You said your post was missing. One that you had started. I think I remember reading it when you mentioned the 7 weeks you talked about. I don't recall anything wrong with it. I know when someone first posts when they go back to their post to read it over they have something like 45 minutes to edit it or cancel it....did you hit the delete word by mistake? Sometimes if you post to much they will not let you post for a while, but they usually give you a notice on the posting area when you press the "post message" wording. I know there is a place on the forum where you can question something or report something, but I don't remember reading anything wrong in anyones post and I usually try to read them all each day. Not sure what happened to yours.
Dear Dana, Would you like to redo your first post? As Susan pointed out perhaps you accidently cancelled it. We are a very close group here. We all have issues which are different yet very much the same. Your husband is not well. His life caught up with him and he is trying to run away from it. He can't out run it and everytime he looks back it is right behind him. You need to see a therapist to help you deal with your grief. I do truely believe God puts us in these situations to force us to change our lives for the better. We sacrifice ourselves to try and save our very damaged marriages. This is a time to heal and find yourself. He is a lost soul and if you let him he is going to take you down with him. We are all here for you to vent to. We have all poured our hearts out here so please feel free to do the same.
The first few months are the most difficult. It's natural to grieve for a while because you've lost a long-held relationship that was such a core part of your identity. If he’s mentally unstable, you probably should have left some time ago. Be gentle on yourself. Seek help from a counselor or therapist to help you heal your emotional wounds. You didn’t do anything wrong.
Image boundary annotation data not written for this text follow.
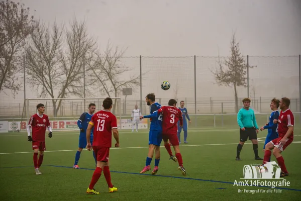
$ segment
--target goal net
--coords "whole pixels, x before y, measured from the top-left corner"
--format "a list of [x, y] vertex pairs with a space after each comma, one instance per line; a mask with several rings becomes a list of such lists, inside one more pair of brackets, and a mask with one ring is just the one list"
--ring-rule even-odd
[[[116, 116], [119, 128], [122, 128], [121, 104], [120, 97], [111, 97], [113, 106], [111, 112]], [[44, 114], [49, 117], [53, 130], [78, 131], [77, 121], [84, 112], [88, 112], [89, 105], [96, 106], [95, 113], [103, 109], [104, 97], [82, 98], [30, 98], [26, 99], [23, 107], [19, 128], [20, 131], [27, 129], [30, 117], [38, 112], [37, 105], [45, 106]]]

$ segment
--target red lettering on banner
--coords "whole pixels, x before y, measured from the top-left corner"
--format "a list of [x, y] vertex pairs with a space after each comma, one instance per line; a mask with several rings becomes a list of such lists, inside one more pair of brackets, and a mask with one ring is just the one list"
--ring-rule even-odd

Know that things will get a lot better in the coming months. Use this time for personal growth and to nurture your soul. Take time to get in touch with the beauty of nature, listen to some relaxing music, spend some time at a spa, cuddle your favorite pet, watch your favorite comedies. Think about what you’d love to do with your life, now that you’re not constrained by your husband anymore. Once you let go of the negative thoughts, you’ll relish the freedom of your new life. And all kinds of new opportunities will open up for you.